Los principales temas de la filosofía de la técnica son: naturaleza de lo artificial, a diferencia de lo natural; peculiaridades del conocimiento técnico, a diferencia del científico, y problemas morales que suscita la técnica al alterar el modo de vida. O sea, la filosofía de la técnica tiene por lo menos tres vertientes: ontológica, gnoseológica y ética.
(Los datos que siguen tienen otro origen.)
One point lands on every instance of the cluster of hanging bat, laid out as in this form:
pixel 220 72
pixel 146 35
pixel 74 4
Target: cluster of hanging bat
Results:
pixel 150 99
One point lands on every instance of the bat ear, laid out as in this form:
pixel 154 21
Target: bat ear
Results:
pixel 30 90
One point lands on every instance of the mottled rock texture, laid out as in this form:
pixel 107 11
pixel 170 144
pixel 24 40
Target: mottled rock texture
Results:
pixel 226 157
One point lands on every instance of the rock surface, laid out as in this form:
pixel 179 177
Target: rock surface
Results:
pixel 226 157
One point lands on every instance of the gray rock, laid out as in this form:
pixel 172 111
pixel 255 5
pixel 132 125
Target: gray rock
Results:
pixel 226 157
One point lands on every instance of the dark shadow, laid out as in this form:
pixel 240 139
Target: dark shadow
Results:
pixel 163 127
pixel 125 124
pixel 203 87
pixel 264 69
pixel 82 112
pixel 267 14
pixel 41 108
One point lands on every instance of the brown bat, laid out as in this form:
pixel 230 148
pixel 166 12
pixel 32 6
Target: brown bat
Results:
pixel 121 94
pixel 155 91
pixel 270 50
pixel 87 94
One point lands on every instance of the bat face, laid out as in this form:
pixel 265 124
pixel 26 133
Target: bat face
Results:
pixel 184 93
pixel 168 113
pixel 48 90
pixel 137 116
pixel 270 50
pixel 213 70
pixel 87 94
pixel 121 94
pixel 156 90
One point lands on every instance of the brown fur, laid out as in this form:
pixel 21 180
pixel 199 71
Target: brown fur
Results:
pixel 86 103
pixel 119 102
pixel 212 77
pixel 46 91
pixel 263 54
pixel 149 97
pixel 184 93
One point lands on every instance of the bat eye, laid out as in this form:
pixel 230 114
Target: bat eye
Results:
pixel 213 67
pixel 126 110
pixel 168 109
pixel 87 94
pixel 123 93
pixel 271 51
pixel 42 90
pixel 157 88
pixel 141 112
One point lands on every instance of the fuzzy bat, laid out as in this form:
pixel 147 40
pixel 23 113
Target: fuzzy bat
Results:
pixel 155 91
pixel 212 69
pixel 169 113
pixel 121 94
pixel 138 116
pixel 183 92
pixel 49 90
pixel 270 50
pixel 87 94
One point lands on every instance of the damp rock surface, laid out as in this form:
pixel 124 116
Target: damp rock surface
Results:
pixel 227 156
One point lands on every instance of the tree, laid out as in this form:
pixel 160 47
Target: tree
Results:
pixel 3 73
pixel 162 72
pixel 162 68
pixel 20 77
Aristóteles observó que lo artificial difiere de lo natural, pero no especificó de qué manera. También hizo una profecía notable: el día en que los telares marchen por sí solos desaparecerá la esclavitud. Naturalmente, Aristóteles no pudo sospechar que la automatización causaría desocupación masiva y crónica.Y menos pudo sospechar que se pudiera permanecer indiferente ante esta tragedia moderna.
El problema de la naturaleza de lo artificial se resuelve afirmando que el objeto técnico, sea artefacto o proceso, materializa o incorpora ideas. Como dijo el joven Marx, la diferencia entre el arquitecto y la abeja es que el primero empieza por hacer planos de lo que va a construir.